Les produits maraîchers ne sont pas les seuls exposés aux pesticides et autres engrais, même les fruits reçoivent leur dose. M. Zerrouk martèlera qu’“il existe un dosage à ne pas dépasser en ce qui concerne les engrais : 12 à 15 quintaux par hectare fractionnés selon le cycle végétal. Chaque sol a ses particularités. Tous les trois ans, on doit, en principe, faire des analyses de sol afin d’apporter les corrections nécessaires. Or, les agriculteurs ne font pas d’analyses, malgré le fait que les vendeurs d’engrais se proposent de leur effectuer des études de sol. On croit qu’en injectant plus d’engrais, on obtient plus de pommes de terre, par exemple”.
Pour en savoir davantage sur les pratiques irresponsables des agriculteurs, nous nous sommes rendus chez Mohammed, un vendeur de produits phytosanitaires au centre-ville d’Aïn Defla.
Son témoignage est édifiant : “Il n’y a pas assez de vulgarisation au profit des agriculteurs. À mon niveau, j’essaye de leur expliquer et les mets en garde contre les dangers encourus. Mais eux ont d’autres calculs et d’autres reflexes. Certains exigent des produits coloriés, pour s’assurer que l’ouvrier fait effectivement le travail pour lequel il a été payé. D’autres exigent un produit qui a une forte odeur, pensant que plus il est odorant, plus il est efficace, alors qu’ils refusent les produits incolores, inodores, pourtant non toxiques, mais qui, à leurs yeux, ne sont pas efficaces. Pour les dosages, j’ai beau leur expliquer qu’il faudrait respecter un certain seuil, mais rien n’y fait, ils persistent à augmenter les doses, pensant que c’est là le meilleur moyen pour avoir les meilleurs résultats. Pour ce qui est de la salade, par exemple, ils savent que la durée du traitement doit être comprise entre 14 et 21 jours. Mais dès qu’ils mettent le produit et une fois que le marché est demandeur, ils procèdent à son arrachage, avec tous les risques que cela suppose.”
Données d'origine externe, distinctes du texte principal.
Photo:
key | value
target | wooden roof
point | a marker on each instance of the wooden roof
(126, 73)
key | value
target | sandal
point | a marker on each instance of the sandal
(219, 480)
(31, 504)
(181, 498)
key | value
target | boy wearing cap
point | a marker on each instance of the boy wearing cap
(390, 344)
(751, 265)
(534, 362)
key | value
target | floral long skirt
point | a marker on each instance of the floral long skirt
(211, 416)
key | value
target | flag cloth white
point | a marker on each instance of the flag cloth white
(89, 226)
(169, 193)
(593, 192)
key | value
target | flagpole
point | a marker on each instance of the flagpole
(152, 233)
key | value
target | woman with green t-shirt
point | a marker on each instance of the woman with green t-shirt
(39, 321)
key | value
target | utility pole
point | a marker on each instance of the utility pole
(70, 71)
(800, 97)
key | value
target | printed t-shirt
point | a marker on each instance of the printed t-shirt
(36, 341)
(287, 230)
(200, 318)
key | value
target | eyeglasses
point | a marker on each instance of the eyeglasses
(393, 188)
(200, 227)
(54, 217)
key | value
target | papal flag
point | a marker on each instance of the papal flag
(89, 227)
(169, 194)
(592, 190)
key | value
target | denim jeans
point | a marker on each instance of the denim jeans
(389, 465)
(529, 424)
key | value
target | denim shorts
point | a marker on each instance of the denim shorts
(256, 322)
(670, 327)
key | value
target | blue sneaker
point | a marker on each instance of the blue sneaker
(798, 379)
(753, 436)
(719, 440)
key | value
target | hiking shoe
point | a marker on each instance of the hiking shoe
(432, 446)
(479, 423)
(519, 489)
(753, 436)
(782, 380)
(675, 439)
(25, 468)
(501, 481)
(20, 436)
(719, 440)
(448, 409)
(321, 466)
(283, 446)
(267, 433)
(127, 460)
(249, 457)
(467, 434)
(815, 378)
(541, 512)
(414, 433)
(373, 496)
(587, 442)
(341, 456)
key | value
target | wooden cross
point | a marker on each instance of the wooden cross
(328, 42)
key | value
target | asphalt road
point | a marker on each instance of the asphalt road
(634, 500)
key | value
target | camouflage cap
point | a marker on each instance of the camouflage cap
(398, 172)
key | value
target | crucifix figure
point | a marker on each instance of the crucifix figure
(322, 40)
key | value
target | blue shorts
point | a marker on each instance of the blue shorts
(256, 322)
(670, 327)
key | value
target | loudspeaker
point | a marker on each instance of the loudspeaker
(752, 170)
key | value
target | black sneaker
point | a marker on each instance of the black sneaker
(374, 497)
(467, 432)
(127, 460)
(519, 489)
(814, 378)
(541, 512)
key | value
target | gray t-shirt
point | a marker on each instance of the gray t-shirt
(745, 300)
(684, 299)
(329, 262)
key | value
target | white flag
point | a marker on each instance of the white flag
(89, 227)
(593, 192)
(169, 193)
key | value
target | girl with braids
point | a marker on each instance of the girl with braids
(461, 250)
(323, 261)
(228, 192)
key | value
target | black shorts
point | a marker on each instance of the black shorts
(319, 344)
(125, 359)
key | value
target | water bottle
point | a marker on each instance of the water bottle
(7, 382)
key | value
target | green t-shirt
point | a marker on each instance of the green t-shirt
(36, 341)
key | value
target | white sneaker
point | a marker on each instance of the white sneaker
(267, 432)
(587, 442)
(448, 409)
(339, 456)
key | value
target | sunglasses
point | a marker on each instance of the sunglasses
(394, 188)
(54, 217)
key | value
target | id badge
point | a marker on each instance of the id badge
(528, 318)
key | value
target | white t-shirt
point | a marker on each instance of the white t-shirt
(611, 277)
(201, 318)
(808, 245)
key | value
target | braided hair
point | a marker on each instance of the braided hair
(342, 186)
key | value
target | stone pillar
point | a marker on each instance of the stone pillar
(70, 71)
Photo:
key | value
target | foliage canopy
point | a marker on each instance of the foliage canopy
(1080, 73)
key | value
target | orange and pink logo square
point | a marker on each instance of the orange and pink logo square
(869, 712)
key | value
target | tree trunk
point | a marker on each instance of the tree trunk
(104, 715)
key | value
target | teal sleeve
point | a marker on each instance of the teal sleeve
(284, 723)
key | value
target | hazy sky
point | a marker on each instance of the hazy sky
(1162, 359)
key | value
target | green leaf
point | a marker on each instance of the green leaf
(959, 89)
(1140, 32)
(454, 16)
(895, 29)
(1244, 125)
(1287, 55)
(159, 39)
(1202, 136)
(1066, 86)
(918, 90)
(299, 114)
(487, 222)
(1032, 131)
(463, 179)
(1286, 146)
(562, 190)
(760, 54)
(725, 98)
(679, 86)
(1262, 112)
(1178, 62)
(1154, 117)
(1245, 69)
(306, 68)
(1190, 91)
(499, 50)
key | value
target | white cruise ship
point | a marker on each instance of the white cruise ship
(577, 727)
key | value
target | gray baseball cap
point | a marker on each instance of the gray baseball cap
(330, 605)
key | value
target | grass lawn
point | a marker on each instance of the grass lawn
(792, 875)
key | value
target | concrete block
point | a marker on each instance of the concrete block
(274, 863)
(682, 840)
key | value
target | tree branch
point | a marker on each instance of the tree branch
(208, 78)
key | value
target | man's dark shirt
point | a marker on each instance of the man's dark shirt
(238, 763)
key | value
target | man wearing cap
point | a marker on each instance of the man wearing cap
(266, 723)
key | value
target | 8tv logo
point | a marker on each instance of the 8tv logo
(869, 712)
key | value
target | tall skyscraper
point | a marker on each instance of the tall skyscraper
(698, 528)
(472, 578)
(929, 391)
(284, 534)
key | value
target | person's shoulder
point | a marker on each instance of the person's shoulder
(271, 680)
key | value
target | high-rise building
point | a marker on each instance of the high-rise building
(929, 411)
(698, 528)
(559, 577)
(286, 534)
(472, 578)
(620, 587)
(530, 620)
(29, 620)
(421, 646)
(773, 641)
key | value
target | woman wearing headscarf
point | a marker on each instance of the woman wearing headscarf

Mohamed jette un pavé dans la mare : “Certains produits cancérigènes ont été interdits en Europe, mais continuent d’être vendus en Algérie, en toute légalité. Certains agriculteurs utilisent des produits pour stocker la pomme de terre. Or, ces produits sont très dangereux pour l’aliment. Parfois, des sangliers mangent de la pomme de terre traitée, ils en meurent juste après avoir bu de l’eau. Vous voyez, un sanglier, qu’on abat difficilement avec de la chevrotine, succombe vite devant ces produits. Que dire alors de l’être humain ?”
Tous les interlocuteurs sont unanimes à dire qu’il faudrait une étude sérieuse pour déterminer les causes exactes de l’augmentation des cas de cancer dans la plaine du Cheliff. Cette étude pourrait concerner les localités les plus touchées et devrait être menée conjointement par les services de la santé, de l’agriculture et de l’hydraulique, pour déterminer quel genre d’alimentation ces personnes atteintes consomment, ce qu’elles boivent, la qualité des engrais et des pesticides utilisés par les agriculteurs, les dosages utilisés et même les méthodes d’irrigation utilisées.
Des commissions d’enquête ministérielles ont été dépêchées dans la région sans que leurs résultats soient rendus publics et, pour le moment, chaque secteur travaille en solo, sans oser aller au fond du problème.
À Chlef, le nouveau centre anti-cancer, avec le peu de moyens dont il dispose, tente de mettre en place un registre pour recenser les cas de cancer dans la wilaya.
Il devrait permettre de mieux appréhender et d’identifier les types d’affections dans la région. Ce registre devrait être le prélude au lancement d’une étude épidémiologique descriptive et analytique de cette maladie. Aïn Defla attendra l’ouverture de son centre pour, ensuite, tenter de comprendre ce qui lui arrive.